According to Mann, there are 320,000 advisers nationwide, but the defined contribution (DC) landscape is dominated by a very small group of advisers. A majority of those surveyed (81%) said more than 40% of their revenues come from DC sales; 15% said DC plans account for 20% to 40% of revenues; and just 4% said less than 20% of revenues are in DC plans.

More advisers are gravitating toward retirement as a business line, Mann said, and many advisers are assembling teams to be able to address corporate retirement clients. According to Mann, research shows that plan sponsors need support from advisers in the form of investment review services, keeping up to date with regulation, and participant education.

When working with advisers, plan sponsors value reasonable fees and quick responses.

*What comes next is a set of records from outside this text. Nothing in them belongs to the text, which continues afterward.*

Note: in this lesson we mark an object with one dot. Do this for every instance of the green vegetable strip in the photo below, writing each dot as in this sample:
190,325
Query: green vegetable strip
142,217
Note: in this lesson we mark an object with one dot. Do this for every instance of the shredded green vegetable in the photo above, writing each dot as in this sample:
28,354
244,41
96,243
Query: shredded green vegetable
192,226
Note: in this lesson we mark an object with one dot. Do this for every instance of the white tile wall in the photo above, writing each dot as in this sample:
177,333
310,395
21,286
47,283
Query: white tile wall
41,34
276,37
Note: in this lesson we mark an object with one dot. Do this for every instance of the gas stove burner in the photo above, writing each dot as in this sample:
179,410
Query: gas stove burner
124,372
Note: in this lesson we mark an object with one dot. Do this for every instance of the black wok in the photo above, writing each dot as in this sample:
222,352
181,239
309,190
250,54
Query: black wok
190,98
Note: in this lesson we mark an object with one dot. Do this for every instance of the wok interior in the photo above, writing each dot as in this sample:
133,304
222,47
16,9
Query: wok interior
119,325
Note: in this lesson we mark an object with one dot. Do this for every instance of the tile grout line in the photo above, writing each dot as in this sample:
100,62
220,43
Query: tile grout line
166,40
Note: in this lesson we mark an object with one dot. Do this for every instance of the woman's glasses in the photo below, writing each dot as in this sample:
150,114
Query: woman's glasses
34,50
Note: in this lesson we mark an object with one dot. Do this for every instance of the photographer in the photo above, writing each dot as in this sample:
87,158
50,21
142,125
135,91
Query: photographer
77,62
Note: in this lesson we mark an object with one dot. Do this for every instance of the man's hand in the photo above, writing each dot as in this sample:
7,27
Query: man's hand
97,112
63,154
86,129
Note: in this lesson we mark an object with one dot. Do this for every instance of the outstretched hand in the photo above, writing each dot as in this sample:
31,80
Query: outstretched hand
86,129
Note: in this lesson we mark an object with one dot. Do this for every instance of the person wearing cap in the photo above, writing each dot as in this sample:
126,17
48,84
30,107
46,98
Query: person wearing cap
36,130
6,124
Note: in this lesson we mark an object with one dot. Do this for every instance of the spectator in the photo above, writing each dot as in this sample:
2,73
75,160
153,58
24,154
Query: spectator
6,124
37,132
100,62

Those sponsors who have participated in a FastTrack presentation say it provides a refreshing and different way to review their retirement plan, Mann told PLANADVISER.

The program gives sponsors immediate feedback and allows them to address any issues and get their plan to perform better. FastTrack also enables a plan sponsor to understand their firm’s plan relative to other plan sponsors. Sponsors are given the latest research on their colleagues across the country, Mann said, including data on pension and defined benefit (DB) plans, but it is clear that the trend is in DC plans.